Ha! If upon those doors to-night
I knocked, how well I know the stare,
The questioning, the mingled air
Of scorn and pity at the sight,
The wonder if it would be right
To give me alms of meat and bread!
And if I, reckless, standing there,
For once the truth imploring said,
That not for bread or meat I longed,
That such an alms my real need wronged,
That I would fain come in, and sit
Beside their fire, and hear the voice
Of children; yea, and if my choice
Were free, and I dared mention it,
And some sweet child should think me fit
To hold a child upon my knee
One moment, would my soul rejoice,
More than to banquet royally,
And I the pulses of its wrist
Would kiss, as men the cross have kissed.
Ha! Well the haughty stare I know
With which they’d say, “The
man is mad!”
“What an impostor’s face he
had!”
“How insolent these beggars grow!”
Go to, ye happy people! Go!
My yearning is as fierce as hate.
Must my heart break, that yours be glad?
Will your turn come at last, though late?

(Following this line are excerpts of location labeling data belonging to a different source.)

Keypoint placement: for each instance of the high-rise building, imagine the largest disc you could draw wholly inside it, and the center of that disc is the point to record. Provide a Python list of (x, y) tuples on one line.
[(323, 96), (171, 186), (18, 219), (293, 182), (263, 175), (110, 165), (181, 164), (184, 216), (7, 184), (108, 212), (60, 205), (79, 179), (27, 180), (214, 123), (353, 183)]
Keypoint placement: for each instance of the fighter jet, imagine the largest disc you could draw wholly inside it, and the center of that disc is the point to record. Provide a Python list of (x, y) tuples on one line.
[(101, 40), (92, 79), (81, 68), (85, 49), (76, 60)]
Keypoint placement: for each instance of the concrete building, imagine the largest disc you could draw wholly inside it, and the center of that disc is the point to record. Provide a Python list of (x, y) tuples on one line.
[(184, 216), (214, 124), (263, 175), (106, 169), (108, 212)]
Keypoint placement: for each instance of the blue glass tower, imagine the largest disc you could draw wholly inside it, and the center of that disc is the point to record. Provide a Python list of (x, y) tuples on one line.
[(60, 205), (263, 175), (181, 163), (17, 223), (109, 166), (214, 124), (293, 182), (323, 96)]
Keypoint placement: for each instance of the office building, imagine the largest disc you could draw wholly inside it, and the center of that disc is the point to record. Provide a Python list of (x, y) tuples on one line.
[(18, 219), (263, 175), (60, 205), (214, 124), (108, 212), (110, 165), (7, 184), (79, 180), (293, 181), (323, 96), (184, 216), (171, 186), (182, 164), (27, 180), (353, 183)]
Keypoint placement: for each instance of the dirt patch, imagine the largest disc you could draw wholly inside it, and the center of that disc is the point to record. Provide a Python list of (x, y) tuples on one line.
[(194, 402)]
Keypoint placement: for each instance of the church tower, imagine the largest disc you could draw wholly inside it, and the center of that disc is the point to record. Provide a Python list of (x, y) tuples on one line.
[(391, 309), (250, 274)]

I will not knock, I will pass by;
My comrades wait,—the wind,
the rain.
Comrades, we’ll run a race to-night!
The stakes may not seem much to gain:
The goal is not marked plain in sight;
But, comrades, understand,—if
I
Drop dead, ’t will be a victory!
These poems and many others Stephen carried with him wherever he went. To read them over was next to seeing Mercy. The poet was hardly less dear to him than the woman. He felt at times so removed from her by the great gulf which her genius all unconsciously seemed to create between herself and him that he doubted his own memories of her love, and needed to be reassured by gazing into her eyes, touching her hand, and listening to her voice. It seemed to him that, if this separation lasted much longer, he should lose all faith in the fact of their relation. Very impatient thoughts of poor old Mrs. Carr filled Stephen’s thoughts in these days. Heretofore she had been no barrier to his happiness; her still and childlike presence was no restraint upon him; he had come to disregard it as he would the presence of an infant in a cradle. Therefore, he had, or thought he had, the kindest of feelings towards her; but now that her helpless paralyzed hands had the power to shut him away from Mercy, he hated her, as he had always hated every thing which stood between him and delight. Yet, had it been his duty to minister to her, he would have done it as gently, as faithfully, as Mercy herself. He would have spoken to her in the mildest and tenderest of tones, while in his heart he wished her dead. So far can a fine fastidiousness, allied to a sentiment of compassion, go towards making a man a consummate hypocrite.
Parson Dorrance came often to see Mercy, but always with Lizzy Hunter. By the subtle instinct of love, he knew that to see him thus, and see him often, would soonest win back for him his old place in Mercy’s life. The one great desire he had left now was to regain that,—to see her again look up in his face with the frank, free, loving look which she always had had until that sad morning.